They soon left. I couldn’t take my eyes off the buggy as Milly drove down the road. I heard Pa say something about Sally being nice. “She sure is,” I said softly as I continued staring down the road. Pa said something else, but my thoughts were on Sally. I didn’t even hear him. “Alright,” I said absent-mindedly. “You want to come with me?”
I suddenly realized what Pa was asking me. It was the middle of the night – where could we possibly go tonight? “Huh? Go where?”
“To bed. Come on,” Pa coaxed me.
I started to go in obedience, but I couldn’t take my mind off Sally. I couldn’t help wondering when I would see her again. I’d never felt like this before. I wondered if I could be in…
"Pa?” Pa stopped and turned around as he stood in the doorway. I was still looking in the direction the buggy had gone off in. “When you met Ma...I mean at first. How did you know she was the one?"
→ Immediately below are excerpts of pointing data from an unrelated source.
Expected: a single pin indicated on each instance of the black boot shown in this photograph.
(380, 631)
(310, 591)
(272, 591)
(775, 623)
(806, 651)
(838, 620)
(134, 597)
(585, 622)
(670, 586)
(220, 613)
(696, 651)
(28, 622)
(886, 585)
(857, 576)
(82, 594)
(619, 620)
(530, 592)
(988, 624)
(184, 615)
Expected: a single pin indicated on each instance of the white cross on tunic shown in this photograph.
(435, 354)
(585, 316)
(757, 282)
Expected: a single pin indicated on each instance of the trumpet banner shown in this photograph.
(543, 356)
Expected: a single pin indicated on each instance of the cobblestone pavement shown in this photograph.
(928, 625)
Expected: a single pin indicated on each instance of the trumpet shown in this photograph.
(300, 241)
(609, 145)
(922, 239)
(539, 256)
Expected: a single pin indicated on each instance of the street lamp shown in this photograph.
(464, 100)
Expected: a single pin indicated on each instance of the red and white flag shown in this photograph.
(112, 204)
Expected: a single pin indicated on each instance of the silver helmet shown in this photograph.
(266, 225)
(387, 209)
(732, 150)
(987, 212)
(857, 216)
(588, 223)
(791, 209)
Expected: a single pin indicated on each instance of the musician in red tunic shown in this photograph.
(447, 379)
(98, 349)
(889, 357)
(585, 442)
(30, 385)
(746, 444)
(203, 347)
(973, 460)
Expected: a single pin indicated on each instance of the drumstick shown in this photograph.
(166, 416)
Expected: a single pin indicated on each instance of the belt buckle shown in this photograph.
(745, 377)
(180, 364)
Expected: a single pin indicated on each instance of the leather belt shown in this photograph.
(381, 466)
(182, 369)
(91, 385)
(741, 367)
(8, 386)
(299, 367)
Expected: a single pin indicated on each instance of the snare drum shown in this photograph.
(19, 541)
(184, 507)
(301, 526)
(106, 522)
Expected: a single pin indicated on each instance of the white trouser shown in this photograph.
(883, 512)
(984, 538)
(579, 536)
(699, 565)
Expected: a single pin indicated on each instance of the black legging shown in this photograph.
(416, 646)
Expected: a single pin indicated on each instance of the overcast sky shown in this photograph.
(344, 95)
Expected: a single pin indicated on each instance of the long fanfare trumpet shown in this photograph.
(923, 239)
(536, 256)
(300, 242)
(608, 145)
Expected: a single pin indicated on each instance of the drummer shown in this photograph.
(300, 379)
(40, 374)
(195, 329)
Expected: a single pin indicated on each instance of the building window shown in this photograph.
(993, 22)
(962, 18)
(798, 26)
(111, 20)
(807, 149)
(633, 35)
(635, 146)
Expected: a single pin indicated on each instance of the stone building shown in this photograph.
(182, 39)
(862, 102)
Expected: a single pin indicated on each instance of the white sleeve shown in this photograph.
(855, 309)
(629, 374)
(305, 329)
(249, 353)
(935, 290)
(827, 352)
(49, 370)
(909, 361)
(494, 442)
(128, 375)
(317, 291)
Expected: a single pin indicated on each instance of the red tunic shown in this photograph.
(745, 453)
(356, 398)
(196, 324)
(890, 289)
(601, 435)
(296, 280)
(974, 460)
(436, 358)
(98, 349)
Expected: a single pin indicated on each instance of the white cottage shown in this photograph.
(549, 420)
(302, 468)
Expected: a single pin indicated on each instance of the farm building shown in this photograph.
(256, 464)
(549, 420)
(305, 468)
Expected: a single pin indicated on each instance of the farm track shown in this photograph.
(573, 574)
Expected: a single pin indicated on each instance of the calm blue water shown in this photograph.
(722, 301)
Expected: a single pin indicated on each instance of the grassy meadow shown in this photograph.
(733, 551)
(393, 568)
“Hm…Well that’s kind of hard to explain, son. It’s just a feeling you get…you just know…You understand?” Oh yeah…I understood!
Pa went inside, but I just stayed out there thinking…”Mark!” I suddenly hear from inside. Pa came out with a cigar in his hand. “We got church in the morning. Get to bed.”
“I couldn’t sleep. I have too much on my mind, Pa!” I declared as I looked up at the stars. I wondered if Sally was looking up at those stars too.
Pa reached out and grabbed my arm. “Well, you’re gonna go to bed anyhow. Go on,” he swatted me on the backside. “Get going, boy!”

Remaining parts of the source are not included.